Still, Sheen’s father’s presence looms large in the film. The documentary explores the elder Sheen’s struggle with addiction during the filming of Apocalypse Now, which Charlie witnessed firsthand — and foreshadowed his own battles to come. Footage from films they appeared in together, like Wall Street and Cadence, parallels their offscreen dynamic: tough love from a father who never gave up on his son. “There is not a father-and-son duo in the history of entertainment who have shared the screen [like] Charlie and Martin have,” Renzi says. “It felt meta. They were living this journey together while taking on roles that told this story.” 

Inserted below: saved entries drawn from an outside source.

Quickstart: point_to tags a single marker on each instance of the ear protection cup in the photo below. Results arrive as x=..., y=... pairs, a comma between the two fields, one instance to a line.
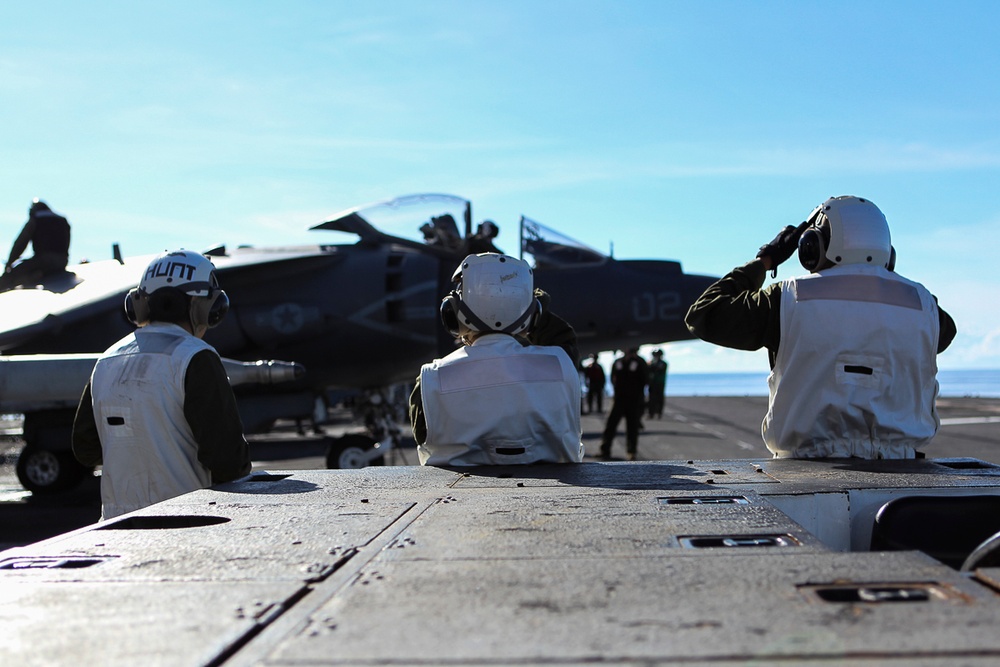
x=208, y=311
x=137, y=307
x=812, y=249
x=449, y=313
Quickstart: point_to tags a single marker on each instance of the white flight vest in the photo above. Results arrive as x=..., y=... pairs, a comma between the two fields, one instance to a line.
x=856, y=370
x=149, y=451
x=498, y=402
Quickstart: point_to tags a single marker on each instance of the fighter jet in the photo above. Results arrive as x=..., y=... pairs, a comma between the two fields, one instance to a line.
x=360, y=314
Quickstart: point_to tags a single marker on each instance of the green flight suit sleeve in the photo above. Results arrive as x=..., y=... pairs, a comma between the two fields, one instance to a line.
x=210, y=409
x=418, y=422
x=735, y=312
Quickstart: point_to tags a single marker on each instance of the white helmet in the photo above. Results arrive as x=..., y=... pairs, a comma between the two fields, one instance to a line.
x=185, y=272
x=493, y=292
x=845, y=230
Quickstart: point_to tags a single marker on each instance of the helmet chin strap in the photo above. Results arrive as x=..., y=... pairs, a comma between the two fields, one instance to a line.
x=474, y=320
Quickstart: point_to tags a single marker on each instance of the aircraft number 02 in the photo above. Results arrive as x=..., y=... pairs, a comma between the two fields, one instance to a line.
x=649, y=307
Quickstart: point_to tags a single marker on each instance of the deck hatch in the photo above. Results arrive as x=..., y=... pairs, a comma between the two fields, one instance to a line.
x=52, y=562
x=738, y=541
x=704, y=500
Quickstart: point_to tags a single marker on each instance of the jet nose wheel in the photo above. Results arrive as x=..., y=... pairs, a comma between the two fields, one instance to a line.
x=43, y=471
x=353, y=451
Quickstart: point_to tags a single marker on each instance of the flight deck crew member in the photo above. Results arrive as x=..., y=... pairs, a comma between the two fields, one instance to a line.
x=657, y=384
x=511, y=394
x=48, y=233
x=159, y=413
x=596, y=381
x=852, y=345
x=629, y=376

In the documentary, Charlie expresses a quiet hope that his father “sees some of this as the love letter to him that it is.” When Martin Sheen finally saw the film, that hope was confirmed. “Dad said, ‘I’m already in it. I’d rather see that younger, handsome version of myself than old-guy me in the now,’” Charlie says. “He was grateful. He felt really celebrated.”

Since the documentary came out, Sheen says his relationship to it has transformed. Releasing it was like “hitting the most epic version of send with that giant whoosh out to the universe. There’s finality about that.” And with that came tremendous relief: “I went from being on my heels to on my toes.” 

A man and woman hug in a dimly lit living room with framed art on the wall, a visible lamp stand, and blue ambient light in the background.

Charilie Sheen hugging daughter, Lola Rose Sheen, in “Aka Charlie Sheen.”

Renzi sees something universal in Sheen’s story. “I hope people see that the sum of our parts is better than the individual pieces that exist in all of us,” he says. “Charlie is the perfect indication of that.”

When Sheen takes stock of everything aka Charlie Sheen unearths, he’s struck by a question he says he could never neatly answer: “What were you trying to prove?” For years, he never stopped to ask himself. Watching his whole life projected back at him helped clarify what sobriety had already begun to reveal. “I don’t feel like anything’s missing,” he says. “It just is.